The particular strength of the present work is the lesion-based AI assessment on a
high number of cases. The diagnostic assessment as well as histological findings were
subject to a high degree of standardization with follow-up. The study data were not
part of the data set used to train the AI system.
A limitation is that the study design was not structured to test AI-related detection
of additional, calcification-associated, malignant lesions in addition to the biopsied
lesions, or to increase the sensitivity for calcification-associated malignancies,
since there was no comparison with interval cancers available.
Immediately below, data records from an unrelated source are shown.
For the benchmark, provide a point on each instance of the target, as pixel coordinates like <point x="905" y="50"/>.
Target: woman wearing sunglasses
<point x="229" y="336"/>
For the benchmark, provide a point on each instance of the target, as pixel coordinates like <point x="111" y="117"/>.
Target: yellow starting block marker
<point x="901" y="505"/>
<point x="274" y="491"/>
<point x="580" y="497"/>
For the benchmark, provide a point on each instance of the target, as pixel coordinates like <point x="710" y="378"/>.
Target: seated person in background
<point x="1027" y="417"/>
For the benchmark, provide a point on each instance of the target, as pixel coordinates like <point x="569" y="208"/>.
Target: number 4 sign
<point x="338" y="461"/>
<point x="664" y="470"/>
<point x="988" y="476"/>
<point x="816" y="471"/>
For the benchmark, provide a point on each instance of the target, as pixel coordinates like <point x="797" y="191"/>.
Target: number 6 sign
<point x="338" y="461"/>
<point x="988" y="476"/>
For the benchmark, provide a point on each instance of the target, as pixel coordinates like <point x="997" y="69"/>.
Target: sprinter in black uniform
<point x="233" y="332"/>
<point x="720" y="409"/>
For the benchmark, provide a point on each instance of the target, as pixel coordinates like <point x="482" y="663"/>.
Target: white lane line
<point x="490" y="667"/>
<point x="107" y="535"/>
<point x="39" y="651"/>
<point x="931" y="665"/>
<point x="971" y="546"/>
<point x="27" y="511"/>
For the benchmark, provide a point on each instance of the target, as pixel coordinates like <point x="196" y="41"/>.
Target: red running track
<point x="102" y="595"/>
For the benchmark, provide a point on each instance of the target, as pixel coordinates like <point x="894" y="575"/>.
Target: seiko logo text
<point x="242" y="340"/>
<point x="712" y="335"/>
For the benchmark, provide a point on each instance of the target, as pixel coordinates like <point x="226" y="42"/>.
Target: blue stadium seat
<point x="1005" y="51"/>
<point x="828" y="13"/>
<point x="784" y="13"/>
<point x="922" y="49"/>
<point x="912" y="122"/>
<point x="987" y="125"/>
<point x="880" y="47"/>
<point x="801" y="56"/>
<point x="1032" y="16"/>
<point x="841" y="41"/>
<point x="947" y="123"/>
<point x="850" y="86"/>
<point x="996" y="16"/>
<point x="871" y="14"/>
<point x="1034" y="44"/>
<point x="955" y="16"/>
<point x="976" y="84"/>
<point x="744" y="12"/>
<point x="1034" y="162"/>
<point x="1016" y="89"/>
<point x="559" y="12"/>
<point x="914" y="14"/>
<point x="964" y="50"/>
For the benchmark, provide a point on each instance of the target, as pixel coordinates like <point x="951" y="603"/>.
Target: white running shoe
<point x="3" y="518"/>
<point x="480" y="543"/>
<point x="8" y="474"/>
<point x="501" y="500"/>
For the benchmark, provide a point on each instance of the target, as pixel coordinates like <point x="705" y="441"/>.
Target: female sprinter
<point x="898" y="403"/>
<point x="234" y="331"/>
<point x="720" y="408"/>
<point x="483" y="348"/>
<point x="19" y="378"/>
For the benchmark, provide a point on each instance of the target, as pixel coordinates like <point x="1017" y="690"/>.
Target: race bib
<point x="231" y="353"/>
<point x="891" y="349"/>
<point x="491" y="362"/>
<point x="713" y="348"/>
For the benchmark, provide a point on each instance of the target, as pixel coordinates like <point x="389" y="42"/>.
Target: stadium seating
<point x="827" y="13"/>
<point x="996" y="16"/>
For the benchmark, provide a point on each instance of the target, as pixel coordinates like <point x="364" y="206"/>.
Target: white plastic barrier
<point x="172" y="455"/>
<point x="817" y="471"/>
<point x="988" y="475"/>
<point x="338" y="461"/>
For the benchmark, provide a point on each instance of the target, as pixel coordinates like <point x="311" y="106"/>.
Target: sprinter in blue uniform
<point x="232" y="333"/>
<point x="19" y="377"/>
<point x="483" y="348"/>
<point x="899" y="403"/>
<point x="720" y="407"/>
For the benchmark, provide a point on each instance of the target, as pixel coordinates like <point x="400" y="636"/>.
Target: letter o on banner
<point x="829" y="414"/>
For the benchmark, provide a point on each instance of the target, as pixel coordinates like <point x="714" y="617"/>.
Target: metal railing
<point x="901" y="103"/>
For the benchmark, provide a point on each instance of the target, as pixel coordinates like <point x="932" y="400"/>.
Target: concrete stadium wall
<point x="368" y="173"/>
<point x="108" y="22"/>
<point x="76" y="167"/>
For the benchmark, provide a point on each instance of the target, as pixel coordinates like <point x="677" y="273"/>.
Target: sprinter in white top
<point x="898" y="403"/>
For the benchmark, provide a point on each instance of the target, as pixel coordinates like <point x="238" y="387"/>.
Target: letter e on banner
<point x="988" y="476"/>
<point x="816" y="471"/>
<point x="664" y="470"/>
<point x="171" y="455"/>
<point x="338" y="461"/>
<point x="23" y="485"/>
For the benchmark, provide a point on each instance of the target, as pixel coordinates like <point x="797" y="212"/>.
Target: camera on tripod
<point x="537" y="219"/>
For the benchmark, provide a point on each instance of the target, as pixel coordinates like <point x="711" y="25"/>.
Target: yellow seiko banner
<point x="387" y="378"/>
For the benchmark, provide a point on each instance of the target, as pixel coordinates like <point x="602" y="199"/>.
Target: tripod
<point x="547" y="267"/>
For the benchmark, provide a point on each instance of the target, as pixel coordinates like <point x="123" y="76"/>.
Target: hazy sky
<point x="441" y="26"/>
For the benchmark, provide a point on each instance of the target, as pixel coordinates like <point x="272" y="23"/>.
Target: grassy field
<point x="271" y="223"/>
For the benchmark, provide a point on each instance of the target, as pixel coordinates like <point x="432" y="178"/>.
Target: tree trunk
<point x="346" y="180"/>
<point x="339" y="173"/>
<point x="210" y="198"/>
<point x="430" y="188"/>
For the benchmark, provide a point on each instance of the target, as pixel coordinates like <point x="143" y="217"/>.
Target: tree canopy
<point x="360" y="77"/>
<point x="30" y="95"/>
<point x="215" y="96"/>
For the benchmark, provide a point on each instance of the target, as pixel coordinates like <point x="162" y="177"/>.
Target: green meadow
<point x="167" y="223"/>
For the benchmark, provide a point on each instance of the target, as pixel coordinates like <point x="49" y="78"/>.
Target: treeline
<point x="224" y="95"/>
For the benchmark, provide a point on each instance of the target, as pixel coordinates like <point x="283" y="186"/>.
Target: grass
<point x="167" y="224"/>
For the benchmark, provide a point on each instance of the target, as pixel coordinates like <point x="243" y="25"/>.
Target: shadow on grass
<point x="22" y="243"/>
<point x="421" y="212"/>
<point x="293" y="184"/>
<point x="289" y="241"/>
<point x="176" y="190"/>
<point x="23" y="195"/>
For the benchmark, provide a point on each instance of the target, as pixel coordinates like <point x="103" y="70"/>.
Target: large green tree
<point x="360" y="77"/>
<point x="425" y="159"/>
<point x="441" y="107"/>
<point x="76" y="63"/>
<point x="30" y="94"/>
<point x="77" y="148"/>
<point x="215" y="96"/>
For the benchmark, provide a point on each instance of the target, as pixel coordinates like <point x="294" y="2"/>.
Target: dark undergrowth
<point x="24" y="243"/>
The use of AI to reduce
invasive assessments of benign calcifications requires further studies including interval
cancers [20]. One retrospective study demonstrated that up to 50.9 % of interval cancers can
be detected by an AI-system at the time of screening [21]. Yet, neither the amount of additional AI false-positive calcifications nor its
prospective use with automated lesion display was tested. These results could only
be related to our findings if initial diagnostic requirements, such as exclusion of
associated masses, would be aligned.
In summary, the AI-system’s PPV3 for calcifications in total and per biopsy-indicating
category was comparable to the reader-dependent evaluation. The implementation of
AI did not lead to a reduction in screening-negative calcifications leading to invasive
assessment without breast cancer detection. The category-based evaluation of the AI
performance revealed false-negative evaluations in the group with less suspicious
lesions, particularly in category 4a, yet with a reduction of false-positive biopsies.
An AI-score based histological differentiation could not be derived based on the present
results.
Compared to human assessment, the implementation of AI does not lead to increases
in positive predictive values for invasive assessment of calcification-related lesions
across BIRADS-based categories.
Especially at the lowest radiological suspicion level, a dedicated human evaluation
seems reasonable due to a potentially higher risk of an AI false-negative evaluation
than in the more suspicious categories.